Una vez sin compromiso con el sistema penitenciario continuó su labor como guardaparques, como parte de la Asociación Nacional para la Conservación de la Naturaleza (Ancon), que le dio una primera oportunidad laboral, y luego para el Instituto Smithsonian de Investigaciones Tropicales.

En 2011, ingresó a las filas de la extinta Autoridad Nacional de Ambiente, hoy Ministerio de Ambiente.

Narra que poco a poco se fue percatando de la importancia ecológica del sitio donde estaba trabajando y lo que debía custodiar.
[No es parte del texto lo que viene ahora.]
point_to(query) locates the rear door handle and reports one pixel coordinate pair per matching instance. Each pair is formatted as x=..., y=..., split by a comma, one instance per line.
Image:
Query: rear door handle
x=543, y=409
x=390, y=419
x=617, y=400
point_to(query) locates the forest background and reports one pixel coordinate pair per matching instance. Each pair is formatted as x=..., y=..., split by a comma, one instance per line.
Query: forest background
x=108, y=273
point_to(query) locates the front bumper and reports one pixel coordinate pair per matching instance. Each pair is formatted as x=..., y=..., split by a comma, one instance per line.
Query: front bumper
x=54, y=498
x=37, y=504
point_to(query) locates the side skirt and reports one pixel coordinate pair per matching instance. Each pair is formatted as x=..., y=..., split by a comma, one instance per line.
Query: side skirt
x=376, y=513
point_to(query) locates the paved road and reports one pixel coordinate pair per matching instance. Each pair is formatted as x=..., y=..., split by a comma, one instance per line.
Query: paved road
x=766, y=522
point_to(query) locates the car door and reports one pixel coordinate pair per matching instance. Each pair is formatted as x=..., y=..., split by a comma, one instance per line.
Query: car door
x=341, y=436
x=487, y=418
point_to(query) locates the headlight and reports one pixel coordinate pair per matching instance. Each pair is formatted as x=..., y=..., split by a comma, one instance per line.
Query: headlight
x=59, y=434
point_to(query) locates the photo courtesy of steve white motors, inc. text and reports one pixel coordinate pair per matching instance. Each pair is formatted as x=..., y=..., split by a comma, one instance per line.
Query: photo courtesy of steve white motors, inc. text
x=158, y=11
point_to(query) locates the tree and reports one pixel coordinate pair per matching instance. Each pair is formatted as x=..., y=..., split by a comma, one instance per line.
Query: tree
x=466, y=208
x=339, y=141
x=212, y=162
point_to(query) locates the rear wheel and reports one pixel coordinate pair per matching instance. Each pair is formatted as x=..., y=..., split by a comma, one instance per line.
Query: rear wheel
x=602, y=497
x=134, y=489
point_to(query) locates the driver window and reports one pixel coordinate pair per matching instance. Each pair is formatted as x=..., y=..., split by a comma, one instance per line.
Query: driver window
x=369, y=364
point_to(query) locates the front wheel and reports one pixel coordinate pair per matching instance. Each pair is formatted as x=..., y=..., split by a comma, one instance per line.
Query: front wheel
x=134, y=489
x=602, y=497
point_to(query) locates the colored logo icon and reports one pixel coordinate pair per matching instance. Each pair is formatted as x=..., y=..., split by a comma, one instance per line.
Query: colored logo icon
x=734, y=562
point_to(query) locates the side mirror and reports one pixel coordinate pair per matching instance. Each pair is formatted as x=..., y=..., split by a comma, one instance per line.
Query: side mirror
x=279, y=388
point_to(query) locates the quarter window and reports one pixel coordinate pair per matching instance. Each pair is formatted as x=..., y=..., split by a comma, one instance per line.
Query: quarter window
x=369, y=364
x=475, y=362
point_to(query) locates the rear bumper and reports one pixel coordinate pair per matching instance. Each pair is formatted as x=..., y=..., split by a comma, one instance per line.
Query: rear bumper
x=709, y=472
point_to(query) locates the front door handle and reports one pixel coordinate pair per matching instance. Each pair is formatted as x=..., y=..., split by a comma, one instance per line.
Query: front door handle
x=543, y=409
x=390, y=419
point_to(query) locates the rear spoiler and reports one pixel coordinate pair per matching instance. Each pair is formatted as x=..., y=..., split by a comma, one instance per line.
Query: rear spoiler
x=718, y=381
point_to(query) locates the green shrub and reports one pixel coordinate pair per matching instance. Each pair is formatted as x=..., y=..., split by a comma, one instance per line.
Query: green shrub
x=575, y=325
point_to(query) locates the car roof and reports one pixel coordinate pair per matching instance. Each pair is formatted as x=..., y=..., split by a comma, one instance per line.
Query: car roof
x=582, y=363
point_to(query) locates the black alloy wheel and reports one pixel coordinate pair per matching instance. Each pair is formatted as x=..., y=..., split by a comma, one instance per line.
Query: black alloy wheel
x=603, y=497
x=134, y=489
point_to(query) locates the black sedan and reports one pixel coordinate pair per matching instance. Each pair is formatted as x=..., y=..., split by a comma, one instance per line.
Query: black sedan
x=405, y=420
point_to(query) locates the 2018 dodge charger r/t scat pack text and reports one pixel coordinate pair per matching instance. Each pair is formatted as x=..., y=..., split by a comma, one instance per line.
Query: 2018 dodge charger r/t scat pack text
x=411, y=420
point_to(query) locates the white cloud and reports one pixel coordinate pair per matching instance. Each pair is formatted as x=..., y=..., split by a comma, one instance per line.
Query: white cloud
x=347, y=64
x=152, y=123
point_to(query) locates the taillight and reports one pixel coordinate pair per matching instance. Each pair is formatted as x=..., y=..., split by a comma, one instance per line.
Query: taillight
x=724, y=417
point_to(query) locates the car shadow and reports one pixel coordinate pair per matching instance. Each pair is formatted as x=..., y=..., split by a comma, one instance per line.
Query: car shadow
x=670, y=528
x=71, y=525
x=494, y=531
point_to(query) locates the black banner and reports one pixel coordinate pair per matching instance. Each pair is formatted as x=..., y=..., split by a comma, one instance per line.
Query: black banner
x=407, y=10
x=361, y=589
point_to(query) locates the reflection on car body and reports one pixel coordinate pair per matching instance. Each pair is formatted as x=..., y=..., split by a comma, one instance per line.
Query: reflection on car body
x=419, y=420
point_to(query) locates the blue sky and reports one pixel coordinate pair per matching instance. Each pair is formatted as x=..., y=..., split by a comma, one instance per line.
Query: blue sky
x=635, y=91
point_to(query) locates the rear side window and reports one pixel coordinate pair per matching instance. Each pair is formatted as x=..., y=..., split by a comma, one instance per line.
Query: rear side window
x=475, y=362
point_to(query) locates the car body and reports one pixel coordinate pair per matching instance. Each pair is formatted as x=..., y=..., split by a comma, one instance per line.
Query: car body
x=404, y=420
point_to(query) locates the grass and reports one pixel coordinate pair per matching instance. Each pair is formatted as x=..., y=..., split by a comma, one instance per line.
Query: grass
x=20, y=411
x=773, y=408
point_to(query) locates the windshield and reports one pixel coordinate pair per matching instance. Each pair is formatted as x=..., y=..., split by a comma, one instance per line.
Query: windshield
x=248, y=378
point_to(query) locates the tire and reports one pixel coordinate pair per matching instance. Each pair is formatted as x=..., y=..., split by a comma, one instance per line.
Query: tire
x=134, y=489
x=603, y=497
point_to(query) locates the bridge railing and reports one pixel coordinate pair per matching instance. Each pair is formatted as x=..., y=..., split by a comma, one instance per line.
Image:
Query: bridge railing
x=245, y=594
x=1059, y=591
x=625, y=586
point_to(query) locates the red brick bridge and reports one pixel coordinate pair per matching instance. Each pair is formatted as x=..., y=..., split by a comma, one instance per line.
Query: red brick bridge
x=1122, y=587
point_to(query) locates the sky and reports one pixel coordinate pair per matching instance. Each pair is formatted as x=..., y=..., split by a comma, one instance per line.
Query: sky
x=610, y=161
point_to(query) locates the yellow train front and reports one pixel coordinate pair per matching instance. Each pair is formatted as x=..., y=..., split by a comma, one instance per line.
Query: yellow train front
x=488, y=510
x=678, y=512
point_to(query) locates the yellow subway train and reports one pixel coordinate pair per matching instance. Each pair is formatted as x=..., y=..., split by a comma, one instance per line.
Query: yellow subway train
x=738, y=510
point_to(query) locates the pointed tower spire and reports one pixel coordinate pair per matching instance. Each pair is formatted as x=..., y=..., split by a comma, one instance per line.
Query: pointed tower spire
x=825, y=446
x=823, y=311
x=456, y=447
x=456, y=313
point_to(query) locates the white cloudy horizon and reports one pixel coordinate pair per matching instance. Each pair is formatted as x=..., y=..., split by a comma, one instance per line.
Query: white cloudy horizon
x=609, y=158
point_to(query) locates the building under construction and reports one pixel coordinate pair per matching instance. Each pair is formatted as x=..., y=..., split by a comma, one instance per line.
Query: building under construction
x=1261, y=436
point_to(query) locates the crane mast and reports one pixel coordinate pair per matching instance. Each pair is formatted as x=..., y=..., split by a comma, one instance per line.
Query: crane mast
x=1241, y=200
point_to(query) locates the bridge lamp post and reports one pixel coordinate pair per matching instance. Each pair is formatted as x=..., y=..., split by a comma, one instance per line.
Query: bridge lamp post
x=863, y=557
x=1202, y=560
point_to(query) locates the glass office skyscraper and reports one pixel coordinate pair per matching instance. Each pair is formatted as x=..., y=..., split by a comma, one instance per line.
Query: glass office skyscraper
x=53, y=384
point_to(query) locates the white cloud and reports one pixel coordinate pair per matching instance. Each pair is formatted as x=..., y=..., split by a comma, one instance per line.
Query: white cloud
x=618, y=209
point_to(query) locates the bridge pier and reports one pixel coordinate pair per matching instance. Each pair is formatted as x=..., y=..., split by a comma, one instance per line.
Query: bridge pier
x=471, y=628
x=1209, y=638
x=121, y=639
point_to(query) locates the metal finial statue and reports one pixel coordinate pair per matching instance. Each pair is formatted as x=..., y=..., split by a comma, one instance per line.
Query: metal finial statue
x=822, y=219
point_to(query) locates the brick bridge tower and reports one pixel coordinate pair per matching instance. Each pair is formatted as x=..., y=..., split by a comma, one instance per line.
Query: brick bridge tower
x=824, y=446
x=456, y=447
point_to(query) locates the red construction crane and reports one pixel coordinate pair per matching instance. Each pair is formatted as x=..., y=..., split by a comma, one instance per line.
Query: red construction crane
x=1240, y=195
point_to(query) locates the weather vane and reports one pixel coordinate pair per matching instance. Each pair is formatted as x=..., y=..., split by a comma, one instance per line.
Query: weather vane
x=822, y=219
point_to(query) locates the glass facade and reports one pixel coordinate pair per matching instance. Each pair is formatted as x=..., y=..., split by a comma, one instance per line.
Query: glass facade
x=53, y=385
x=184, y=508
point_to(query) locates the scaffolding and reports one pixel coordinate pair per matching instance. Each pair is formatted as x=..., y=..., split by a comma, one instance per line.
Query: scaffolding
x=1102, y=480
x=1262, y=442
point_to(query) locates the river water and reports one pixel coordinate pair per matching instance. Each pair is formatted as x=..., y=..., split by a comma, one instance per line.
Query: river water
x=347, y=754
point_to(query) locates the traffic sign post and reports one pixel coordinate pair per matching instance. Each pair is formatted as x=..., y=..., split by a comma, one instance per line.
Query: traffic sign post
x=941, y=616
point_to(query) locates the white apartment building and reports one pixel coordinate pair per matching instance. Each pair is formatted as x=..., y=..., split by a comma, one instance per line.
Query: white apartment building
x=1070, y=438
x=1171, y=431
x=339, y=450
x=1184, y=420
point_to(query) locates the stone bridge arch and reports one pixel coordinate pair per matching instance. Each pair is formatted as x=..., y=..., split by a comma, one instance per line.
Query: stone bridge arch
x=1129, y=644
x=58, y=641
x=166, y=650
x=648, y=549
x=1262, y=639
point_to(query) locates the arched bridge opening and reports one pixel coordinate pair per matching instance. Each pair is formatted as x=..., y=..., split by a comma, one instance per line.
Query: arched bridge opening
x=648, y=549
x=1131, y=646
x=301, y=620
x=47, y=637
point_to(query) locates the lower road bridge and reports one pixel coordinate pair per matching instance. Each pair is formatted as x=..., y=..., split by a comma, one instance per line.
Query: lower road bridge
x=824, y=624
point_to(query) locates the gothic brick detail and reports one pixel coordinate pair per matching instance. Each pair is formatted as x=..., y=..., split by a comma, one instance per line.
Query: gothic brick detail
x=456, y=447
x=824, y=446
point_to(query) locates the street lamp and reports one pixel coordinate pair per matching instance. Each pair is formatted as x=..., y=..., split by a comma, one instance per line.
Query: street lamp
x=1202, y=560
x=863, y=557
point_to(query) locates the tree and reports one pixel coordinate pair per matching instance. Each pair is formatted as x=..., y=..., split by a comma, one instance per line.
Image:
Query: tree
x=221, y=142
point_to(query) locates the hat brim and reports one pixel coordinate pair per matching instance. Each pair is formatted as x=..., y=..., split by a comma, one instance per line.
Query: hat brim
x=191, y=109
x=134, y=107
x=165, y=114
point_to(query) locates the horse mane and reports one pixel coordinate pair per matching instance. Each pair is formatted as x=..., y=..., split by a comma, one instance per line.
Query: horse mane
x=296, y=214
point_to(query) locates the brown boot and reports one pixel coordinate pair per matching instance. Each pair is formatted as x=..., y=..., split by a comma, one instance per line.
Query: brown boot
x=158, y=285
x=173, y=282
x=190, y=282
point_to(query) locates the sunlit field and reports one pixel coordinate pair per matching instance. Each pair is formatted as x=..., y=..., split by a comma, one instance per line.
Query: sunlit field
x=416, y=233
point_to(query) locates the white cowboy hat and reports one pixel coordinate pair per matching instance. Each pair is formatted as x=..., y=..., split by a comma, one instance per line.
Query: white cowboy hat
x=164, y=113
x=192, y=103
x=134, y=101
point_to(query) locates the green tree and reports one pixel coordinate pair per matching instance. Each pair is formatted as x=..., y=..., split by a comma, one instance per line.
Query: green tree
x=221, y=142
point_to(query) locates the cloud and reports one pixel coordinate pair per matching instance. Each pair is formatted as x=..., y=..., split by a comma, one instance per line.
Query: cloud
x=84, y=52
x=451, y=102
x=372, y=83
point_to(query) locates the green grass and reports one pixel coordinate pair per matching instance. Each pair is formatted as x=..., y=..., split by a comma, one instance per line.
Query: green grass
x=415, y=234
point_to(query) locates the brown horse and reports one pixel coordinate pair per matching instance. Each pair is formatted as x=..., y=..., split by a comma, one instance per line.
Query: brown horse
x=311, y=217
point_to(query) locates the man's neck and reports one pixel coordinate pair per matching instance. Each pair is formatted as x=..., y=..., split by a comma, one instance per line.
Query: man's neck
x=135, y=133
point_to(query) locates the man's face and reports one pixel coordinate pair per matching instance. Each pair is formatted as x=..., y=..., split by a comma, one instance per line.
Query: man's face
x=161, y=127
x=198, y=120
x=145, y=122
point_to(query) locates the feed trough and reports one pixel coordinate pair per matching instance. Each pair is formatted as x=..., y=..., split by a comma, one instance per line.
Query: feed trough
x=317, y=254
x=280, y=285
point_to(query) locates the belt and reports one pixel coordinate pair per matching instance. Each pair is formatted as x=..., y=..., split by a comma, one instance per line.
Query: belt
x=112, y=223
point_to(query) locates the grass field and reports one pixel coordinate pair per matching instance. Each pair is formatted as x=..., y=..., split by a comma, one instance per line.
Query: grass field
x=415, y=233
En estos años le tocó ver cómo Coiba fue declarado por ley zona de reserva en 2004, y en 2005, Patrimonio Mundial de la Humanidad por la Organización de Naciones Unidas para la Educación, la Ciencia y la Cultura (Unesco, por sus siglas en inglés).

Para Mali Mali, hay que seguir protegiendo Coiba porque es un paraíso terrenal: “Coiba tiene especies endémicas y es refugio de especies en peligro de extinción. Además, es un laboratorio al aire libre donde se pueden hacer muchas investigaciones y puede que haya en sus bosques algún remedio que sirva a la humanidad. Coiba es algo impresionante”.

En palabras del guardaparques, no es necesario alterar el estado actual de Coiba y tampoco construir pistas o nuevos hoteles para turismo. Es decir, hay que mantener su proceso ecológico intacto para que los turistas puedan apreciar su imponente belleza.

Estos detalles también son contados por Mali Mali en un libro escrito por él, que será presentado hoy por la Autoridad de Turismo de Panamá bajo el título: Baico.

Su mensaje final es claro: “La ley de Coiba cumple 15 años y hay que internarse en la cultura de las áreas protegidas, ya que necesitamos más apoyo como guardaparques. Nosotros hacemos el trabajo con amor y hay que introducir esta cultura en las escuelas para ganar el interés de los jóvenes”.